I have often wondered what separates the people who support technology from those who use it. I got my answer in a most surprising place this weekend.


I was in the local co-op supermarket in Swanage when I overheard a snippet of conversation between two elderly ladies who had caught the technology bug.

First lady: “My Grandson has just come back from his gap year; he said he was going to bring his photographs around, but he only brought a CD with him.”
Second lady: “I thought CDs were just for sound….”
First lady: “No, Elsie dear, apparently you can put any kind of files on them. He put the disc into my DVD player, and the photos came up on the screen!”
Second lady: “Really?”
First lady: “Oh, yes; he plays DVD films on his laptop as well. I thought they were just for writing letters on.”

It got me thinking though; most of what I know and understand about technology is what I have found out through pressing buttons to see what happens. There are those people who are happy to press buttons, and those who have a strong need to know what will happen before they press the button.

How many times have you received a call from a user asking what would happen if…? The usual way to answer the question (if you don’t already know the answer) is to try it and see.

If someone asks how to do a particular task, you open the application and work it out. It seems obvious to us as support people, but you have to have the mind-set that allows you to experiment and take risks.

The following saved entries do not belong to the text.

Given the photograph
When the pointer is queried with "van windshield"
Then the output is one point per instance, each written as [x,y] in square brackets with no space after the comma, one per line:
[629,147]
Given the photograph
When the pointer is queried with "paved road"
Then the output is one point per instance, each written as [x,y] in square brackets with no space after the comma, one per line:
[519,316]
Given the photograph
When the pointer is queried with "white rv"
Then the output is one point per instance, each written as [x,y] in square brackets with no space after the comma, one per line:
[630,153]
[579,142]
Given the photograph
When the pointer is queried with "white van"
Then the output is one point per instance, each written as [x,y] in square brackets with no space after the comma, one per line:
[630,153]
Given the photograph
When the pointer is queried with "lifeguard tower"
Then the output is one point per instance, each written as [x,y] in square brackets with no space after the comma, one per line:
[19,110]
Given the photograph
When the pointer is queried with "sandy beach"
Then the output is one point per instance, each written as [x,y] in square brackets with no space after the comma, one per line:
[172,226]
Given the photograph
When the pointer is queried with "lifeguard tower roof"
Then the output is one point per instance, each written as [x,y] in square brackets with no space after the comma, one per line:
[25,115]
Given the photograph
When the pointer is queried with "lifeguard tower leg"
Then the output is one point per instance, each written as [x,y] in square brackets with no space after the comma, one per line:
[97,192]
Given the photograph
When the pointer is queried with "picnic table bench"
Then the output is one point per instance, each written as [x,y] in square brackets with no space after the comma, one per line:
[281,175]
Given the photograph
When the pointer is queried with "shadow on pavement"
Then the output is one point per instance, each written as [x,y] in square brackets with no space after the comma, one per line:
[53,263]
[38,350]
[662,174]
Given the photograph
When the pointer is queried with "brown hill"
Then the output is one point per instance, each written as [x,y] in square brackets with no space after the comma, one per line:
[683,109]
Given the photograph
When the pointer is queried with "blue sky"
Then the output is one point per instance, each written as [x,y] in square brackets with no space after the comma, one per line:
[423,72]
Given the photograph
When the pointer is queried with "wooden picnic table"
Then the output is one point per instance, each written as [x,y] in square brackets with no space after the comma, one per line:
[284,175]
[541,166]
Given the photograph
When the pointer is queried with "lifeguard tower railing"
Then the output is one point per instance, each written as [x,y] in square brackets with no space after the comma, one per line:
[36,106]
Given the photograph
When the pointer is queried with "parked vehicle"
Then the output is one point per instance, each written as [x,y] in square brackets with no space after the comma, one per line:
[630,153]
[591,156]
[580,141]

This allows us to amass the experience to help others and to take the risks on their behalf. I analyzed some of the logs raised by our team and found that they were almost exclusively reporting failures. Advice calls are not common, because we are a team of experimenters and “suck and see” people.

Other teams that use the help desk may have a different problem profile, which got me thinking that it might be a good idea to have a separate phone number for advice rather than fault reporting. This would help us to keep a separate log of help calls, which could be used to supplement user training or identify the users who could use some extra help.

I firmly believe that the role of the help desk is to grow the skill sets of the user base, to identify trends, not only in system reliability but for gaps in knowledge, to generate shortcuts that can save time, and to share other generalized knowledge.

By reviewing the help calls, you can use the information you amass to create proactive support tools, like FAQs, post a “Tip of the Day” on the help desk intranet page, provide extra input to the user training program, or include in the new starter’s induction day.